If the meter cost under $40-$50 or so, it is probably only True RMS for sinewaves, and the actual voltage of a different waveform is anybody's guess in the case of an Sine RMS only meter.
http://www.amprobe.com/amprobe/usen/Multimeters/Industrial-Multimeters-/AM-270.htm?PID=73125

I'll have to look at the datasheet for my meter then.

Thank you.

#### thatoneguy

Joined Feb 19, 2009
6,359
That meter is a True RMS meter, meaning it will give you the RMS value of any waveform.

It may also give you the peak voltage if you set it to peak record.

#### TheLaw

Joined Sep 2, 2010
228
The RMS value is what constant DC voltage will give the same heating effect as the signal of arbitrary wave form.
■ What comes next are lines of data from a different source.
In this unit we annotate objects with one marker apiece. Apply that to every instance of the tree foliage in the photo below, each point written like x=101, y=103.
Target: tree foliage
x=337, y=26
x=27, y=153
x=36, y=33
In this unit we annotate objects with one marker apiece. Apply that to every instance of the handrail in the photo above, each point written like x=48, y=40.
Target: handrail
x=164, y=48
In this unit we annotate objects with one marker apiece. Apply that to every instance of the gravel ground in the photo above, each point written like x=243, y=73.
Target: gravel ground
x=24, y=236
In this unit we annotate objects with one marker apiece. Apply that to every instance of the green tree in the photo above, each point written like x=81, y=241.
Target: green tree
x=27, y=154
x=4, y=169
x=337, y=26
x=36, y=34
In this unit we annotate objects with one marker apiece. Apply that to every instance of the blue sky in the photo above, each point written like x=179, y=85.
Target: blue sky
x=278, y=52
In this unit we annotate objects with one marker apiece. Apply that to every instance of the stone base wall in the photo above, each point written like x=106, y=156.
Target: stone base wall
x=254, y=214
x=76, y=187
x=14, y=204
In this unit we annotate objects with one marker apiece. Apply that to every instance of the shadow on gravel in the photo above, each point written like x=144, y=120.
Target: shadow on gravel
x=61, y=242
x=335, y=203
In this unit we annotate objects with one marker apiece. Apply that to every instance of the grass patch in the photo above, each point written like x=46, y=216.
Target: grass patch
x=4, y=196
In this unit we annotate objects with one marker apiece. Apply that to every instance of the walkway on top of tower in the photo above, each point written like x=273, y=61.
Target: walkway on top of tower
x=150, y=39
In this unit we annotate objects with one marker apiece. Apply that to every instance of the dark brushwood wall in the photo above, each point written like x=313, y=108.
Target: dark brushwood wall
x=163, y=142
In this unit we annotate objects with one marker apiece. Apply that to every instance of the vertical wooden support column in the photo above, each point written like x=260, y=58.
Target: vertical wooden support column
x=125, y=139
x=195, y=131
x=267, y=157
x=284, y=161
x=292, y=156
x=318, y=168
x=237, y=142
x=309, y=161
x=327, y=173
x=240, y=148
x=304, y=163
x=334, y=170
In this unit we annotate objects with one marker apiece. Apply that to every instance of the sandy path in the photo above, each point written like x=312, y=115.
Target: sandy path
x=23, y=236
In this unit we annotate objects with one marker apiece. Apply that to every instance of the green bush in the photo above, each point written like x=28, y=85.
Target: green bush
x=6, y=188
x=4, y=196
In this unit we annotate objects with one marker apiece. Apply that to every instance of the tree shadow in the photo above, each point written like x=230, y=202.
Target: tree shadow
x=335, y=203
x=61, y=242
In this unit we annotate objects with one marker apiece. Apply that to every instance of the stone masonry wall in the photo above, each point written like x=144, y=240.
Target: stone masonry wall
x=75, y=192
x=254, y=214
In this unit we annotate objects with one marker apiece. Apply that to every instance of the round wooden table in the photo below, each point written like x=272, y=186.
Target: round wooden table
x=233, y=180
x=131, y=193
Hence mathematically, you have to compute the integral of the square of the amplitude and then take the square root. So when you square the negative portion, it is the same value as the positive part. Hence the RMS is the same as if the square wave was a constant DC signal.
I got the first part about the heating. (Actually learned that in school!). Second part not so much..Let's see. I'll read it again.

#### MrChips

Joined Oct 2, 2009
21,823
Draw a square wave centered above and below 0V. So in your example of 10V p-p, you end up with 5V above and 5V below.
Now flip the negative portion to the positive side. You end up with a DC voltage equal to 5V, half the peak-to-peak value.
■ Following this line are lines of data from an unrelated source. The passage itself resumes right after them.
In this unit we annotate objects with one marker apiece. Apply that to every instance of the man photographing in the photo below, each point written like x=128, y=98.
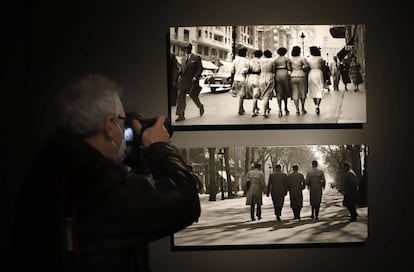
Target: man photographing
x=189, y=75
x=80, y=207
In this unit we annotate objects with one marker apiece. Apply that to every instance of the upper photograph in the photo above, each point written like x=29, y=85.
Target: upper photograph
x=266, y=76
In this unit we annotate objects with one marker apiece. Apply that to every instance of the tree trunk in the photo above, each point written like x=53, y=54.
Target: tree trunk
x=228, y=174
x=212, y=188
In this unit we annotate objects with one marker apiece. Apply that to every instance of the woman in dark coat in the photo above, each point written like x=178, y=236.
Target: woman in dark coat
x=355, y=73
x=344, y=70
x=283, y=91
x=255, y=179
x=315, y=180
x=296, y=183
x=277, y=187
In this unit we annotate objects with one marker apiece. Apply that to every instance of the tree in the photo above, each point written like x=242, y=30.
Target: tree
x=212, y=187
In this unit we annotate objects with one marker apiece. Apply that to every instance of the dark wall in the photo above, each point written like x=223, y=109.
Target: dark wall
x=44, y=44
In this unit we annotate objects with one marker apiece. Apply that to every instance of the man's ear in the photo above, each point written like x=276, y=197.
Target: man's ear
x=109, y=127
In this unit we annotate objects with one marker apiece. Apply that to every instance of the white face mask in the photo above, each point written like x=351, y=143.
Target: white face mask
x=121, y=149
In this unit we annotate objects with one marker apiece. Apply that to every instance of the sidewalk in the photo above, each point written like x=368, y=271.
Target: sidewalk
x=227, y=223
x=337, y=107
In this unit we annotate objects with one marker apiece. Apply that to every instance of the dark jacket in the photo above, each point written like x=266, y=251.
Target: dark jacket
x=114, y=212
x=189, y=70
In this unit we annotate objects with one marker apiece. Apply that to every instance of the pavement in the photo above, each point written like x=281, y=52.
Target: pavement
x=221, y=108
x=226, y=223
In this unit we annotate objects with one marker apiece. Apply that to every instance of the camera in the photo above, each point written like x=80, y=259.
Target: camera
x=134, y=139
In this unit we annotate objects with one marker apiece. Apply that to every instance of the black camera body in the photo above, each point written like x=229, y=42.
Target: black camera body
x=134, y=139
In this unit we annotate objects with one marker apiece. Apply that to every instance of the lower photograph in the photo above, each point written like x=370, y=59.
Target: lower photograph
x=278, y=196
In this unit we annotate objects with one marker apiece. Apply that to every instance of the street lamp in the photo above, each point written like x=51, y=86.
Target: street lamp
x=302, y=36
x=221, y=157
A true RMS reading voltmeter would give the same reading as the 5V DC voltage if they were to have the same heating effect.

#### bountyhunter

Joined Sep 7, 2009
2,512
Hello,

How can I find the peak-to-peak voltage of a square wave produced by a function generator when I only have a True-RMS multimeter?

I'm new at this so if someone could dumb it down for me, I'd appreciate it.

Is it possible? Thanks.
Be careful. Most modern "true RMS meters" do some kind of integral approxination and are only accurate on signals with a crest factor less than 3. The phrase "True RMS" must be taken with a grain of salt, unless it is a thermal meter and they are rare and very expensive.

#### crutschow

Joined Mar 14, 2008
25,389
Be careful. Most modern "true RMS meters" do some kind of integral approxination and are only accurate on signals with a crest factor less than 3. The phrase "True RMS" must be taken with a grain of salt, unless it is a thermal meter and they are rare and very expensive.
The crest factor of a square-wave is 1, so that should not be a problem for the meter.

#### bountyhunter

Joined Sep 7, 2009
2,512
The other problem is bandwidth limitation. The leading edges of a square wave have very high frequency content. It would be like using a scope with a bandwidth of about 50 kHz to look at a square wave. The vertical edges would be "leaning" more like a triangle wave.

Joined Apr 30, 2011
1,569
I'm going to have to try that with my meter sometime. It's a true RMS with min, max and average (Fluke 89 IV). I know that mathematically a 10Vpp square wave of 50% duty cycle should read 5Vrms, min = -5V, max = 5V and average = 0V but it would be interesting to verify.